Dynamic propensity modeling scores each user or segment by their predicted likelihood to convert, so bidding can target future probability rather than only reacting to past conversions. It lets you bid forward — paying more for high-propensity prospects before they convert — instead of optimizing purely on conversions that already happened, which improves efficiency and reach into new demand.
- ▪Standard bidding optimizes on conversions that already happened.
- ▪Propensity modeling predicts who is likely to convert next.
- ▪It scores users or segments by conversion probability.
- ▪You bid forward toward future value, not backward at history.
- ▪It reaches high-likelihood prospects before they convert.
Most bidding is fundamentally backward-looking. Smart bidding learns from conversions that already happened and chases more users who look like past converters. That works, but it’s reactive — you’re always optimizing toward the rear-view mirror. Dynamic propensity modeling flips the orientation: instead of asking “who looks like people who converted,” it asks “who is likely to convert next,” scoring each user or segment by predicted probability so you can bid forward, toward future value.

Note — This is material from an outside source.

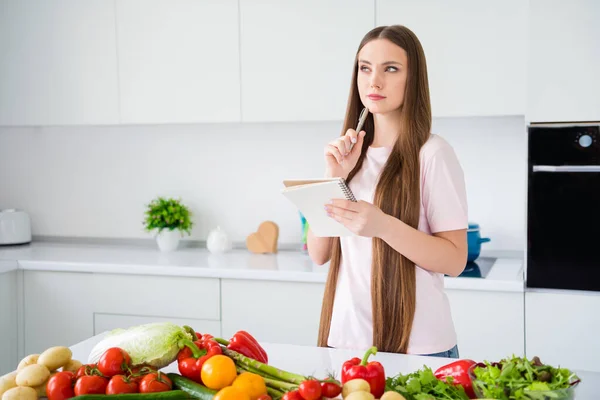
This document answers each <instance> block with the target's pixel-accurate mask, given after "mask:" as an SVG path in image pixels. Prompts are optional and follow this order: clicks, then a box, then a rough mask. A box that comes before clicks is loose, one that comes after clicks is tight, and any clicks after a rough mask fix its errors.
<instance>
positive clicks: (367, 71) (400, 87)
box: [357, 39, 408, 114]
mask: <svg viewBox="0 0 600 400" xmlns="http://www.w3.org/2000/svg"><path fill="white" fill-rule="evenodd" d="M407 67H408V59H407V56H406V51H404V49H403V48H401V47H399V46H397V45H395V44H394V43H392V42H390V41H389V40H387V39H375V40H372V41H370V42H369V43H367V44H366V45H364V46H363V48H362V49H361V50H360V52H359V53H358V71H357V85H358V93H359V95H360V100H361V101H362V103H363V104H364V105H365V106H366V107H367V108H368V109H369V111H370V112H371V113H373V114H385V113H388V112H391V111H396V110H398V109H399V108H400V107H401V106H402V104H403V103H404V88H405V86H406V77H407Z"/></svg>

The shift from reacting to past conversions to predicting future ones is subtle but powerful — it lets you pay the right amount for a prospect before they’ve proven themselves, and reach demand that pure look-back bidding misses.
Backward vs. forward bidding
The orientation of the signal changes everything about what you can target and when.

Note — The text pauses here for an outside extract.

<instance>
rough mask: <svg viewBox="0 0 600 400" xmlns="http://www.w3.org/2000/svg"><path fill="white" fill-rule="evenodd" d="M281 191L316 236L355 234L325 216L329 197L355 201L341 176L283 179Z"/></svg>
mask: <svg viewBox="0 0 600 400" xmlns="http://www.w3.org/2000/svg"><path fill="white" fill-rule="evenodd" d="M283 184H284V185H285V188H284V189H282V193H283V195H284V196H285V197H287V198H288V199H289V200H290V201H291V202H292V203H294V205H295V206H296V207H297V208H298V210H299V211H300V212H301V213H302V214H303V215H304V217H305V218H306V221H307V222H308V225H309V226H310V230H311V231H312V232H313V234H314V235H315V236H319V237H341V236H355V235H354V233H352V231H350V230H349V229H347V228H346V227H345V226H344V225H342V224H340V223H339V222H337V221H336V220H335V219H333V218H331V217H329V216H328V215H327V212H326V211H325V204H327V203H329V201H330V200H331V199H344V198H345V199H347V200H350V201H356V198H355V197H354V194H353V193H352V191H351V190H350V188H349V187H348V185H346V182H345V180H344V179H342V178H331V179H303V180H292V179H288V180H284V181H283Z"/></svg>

| Past-conversion | Propensity | |
|---|---|---|
| Optimizes on | What happened | What’s likely |
| Orientation | Backward | Forward |
| Targets | Look-alikes of converters | High-probability prospects |
| Reaches new demand | Limited | Better |
How propensity scoring works
A propensity model uses behavioural and contextual signals — engagement, recency, attributes, journey stage — to estimate each user’s probability of converting. Those scores become an input to bidding: bid up for high-propensity users, down for low. Crucially the scores are dynamic, updating as behaviour changes, so a prospect warming up gets bid up before they convert, not after.
Relative predictive weight.
Why bidding forward wins
Reactive bidding can only chase patterns it has already seen, so it’s slow to value a new kind of high-intent prospect and tends to crowd the same proven pockets. Predicting propensity lets you value a prospect on their trajectory, not just their resemblance to history — bidding appropriately for someone clearly heading toward a purchase even if they don’t yet match the look-alike profile. That foresight captures demand before competitors’ look-back models react.
Isn’t smart bidding already predictive?
Optimizing only on past conversions is driving by the rear-view mirror. Dynamic propensity modeling lets you look through the windshield — scoring who’s likely to convert next and bidding toward that future value. It’s how you reach high-intent demand before it shows up in yesterday’s conversion data.